5. Folter und willkürliche Inhaftierungen
Berichte über Folter und willkürliche Festnahmen werden als Teil einer umfassenderen Strategie zur Unterdrückung der kulturellen und ethnischen Identität der Bevölkerung vorgestellt.
Ziel des Tribunals
Das Permanent People’s Tribunal wurde auf formelle Anfrage von Menschenrechts- und Rechtsorganisationen aus Europa sowie Nord- und Ostsyrien einberufen.

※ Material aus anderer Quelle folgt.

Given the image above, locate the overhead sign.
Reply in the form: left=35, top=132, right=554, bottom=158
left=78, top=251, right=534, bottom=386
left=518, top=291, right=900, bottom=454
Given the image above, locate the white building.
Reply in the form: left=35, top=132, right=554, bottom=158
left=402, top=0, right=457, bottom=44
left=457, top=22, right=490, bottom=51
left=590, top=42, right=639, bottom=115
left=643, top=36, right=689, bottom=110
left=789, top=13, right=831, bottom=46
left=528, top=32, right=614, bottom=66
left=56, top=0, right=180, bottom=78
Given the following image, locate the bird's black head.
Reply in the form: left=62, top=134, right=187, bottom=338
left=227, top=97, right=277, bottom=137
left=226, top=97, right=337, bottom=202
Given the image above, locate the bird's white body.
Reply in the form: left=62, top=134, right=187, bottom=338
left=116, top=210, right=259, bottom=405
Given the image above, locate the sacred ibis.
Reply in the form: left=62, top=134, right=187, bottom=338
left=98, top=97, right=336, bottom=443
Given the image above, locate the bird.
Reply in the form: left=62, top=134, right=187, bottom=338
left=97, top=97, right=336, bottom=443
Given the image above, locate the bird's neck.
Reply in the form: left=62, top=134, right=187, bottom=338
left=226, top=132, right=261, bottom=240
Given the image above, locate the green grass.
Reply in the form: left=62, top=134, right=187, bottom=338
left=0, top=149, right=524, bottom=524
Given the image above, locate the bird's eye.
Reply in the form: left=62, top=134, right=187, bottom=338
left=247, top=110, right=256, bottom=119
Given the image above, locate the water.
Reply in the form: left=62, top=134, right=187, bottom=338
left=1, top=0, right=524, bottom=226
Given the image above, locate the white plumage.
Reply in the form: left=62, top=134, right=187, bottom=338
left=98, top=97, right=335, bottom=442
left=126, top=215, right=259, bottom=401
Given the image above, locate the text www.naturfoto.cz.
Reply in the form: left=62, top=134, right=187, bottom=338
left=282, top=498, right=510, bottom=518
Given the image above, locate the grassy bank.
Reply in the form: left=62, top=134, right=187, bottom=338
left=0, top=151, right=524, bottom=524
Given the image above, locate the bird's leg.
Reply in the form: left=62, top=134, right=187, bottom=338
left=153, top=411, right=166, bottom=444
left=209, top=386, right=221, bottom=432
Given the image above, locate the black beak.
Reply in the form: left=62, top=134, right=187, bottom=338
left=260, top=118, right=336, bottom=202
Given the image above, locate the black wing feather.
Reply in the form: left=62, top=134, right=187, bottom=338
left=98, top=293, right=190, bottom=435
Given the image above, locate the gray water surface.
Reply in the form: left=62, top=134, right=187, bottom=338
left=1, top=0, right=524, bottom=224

Ziel dieser Organisationen ist es, die dokumentierten Menschenrechtsverletzungen in der Region öffentlich zu machen und die Straffreiheit der Täter zu beenden. Das Tribunal betont, dass die Maßnahmen der türkischen Regierung darauf abzielten, das emanzipatorische Potenzial der Rojava-Revolution zu unterdrücken und das demokratische Modell in der Region zu zerstören.
Medienorganisationen und Pressevertreter:innen sind eingeladen, an dieser wichtigen Sitzung teilzunehmen, die Zugang zu Aussagen von Zeug:innen, Analysen Sachverständiger sowie einer Fülle von Beweisen über die Situation in Rojava bieten wird. Bei Interesse kann sich bis zum 15. Januar an [email protected] gewendet werden. Genauere Informationen sind unter https://rojavapeoplestribunal.org/ verfügbar.
Das PPT
Das Permanente Völkertribunal ist angelehnt an das „Russel-Tribunal”, das auf Initiative des britischen Mathematikers, Philosophen und Literaturnobelpreisträgers Lord Bertrand Russell und Ken Coates erstmals 1966 stattfand. Ziel war die Untersuchung und Dokumentation von Menschenrechtsverletzungen seitens der US-Armee im Vietnamkrieg. Das PPT wurde 1979 als von Staaten unabhängige internationale Institution im italienischen Bologna gegründet. Seit dem hat es über 50 Sitzungen zu Menschenrechtsverletzungen in verschiedenen Ländern abgehalten.
Das 1979 in Italien gegründete PPT hat sich in der Vergangenheit mit Themen wie der Unterdrückung von Minderheitenrechten, einschließlich des kurdischen Volkes, und der Politik der internationalen Finanzinstitutionen befasst. Die Anhörungen haben die Aufgabe, das Bewusstsein für Menschenrechtsverletzungen zu schärfen und die Rechenschaftspflicht zu fördern.
Bereits 2018 wurde ein ähnliches Tribunal organisiert, um Verletzungen des internationalen und humanitären Rechts durch die Türkei gegen kurdische Menschen und Organisationen zu untersuchen.
Anmerkung zur Schreibweise „Yezide“: Im deutschen Sprachraum ist Jesidin/Jeside, hin und wieder auch Yezidin/Yezide gebräuchlich. Die Gesellschaft Ezidischer Akademiker:innen (GEA) empfiehlt die von der überwiegenden Mehrheit der Ezid:innen gebrauchte Schreibweise Ezidin/Ezide, da diese sich an der kurdischen Selbstbezeichnung „Êzîdî“, „Ezda“ oder „Ezdayî“ orientiert; „Ezda“ bedeutet im Kurdischen: „Der, der mich erschaffen hat“. ANF verwendet in eigenen Texten die Schreibweise„ezidisch“.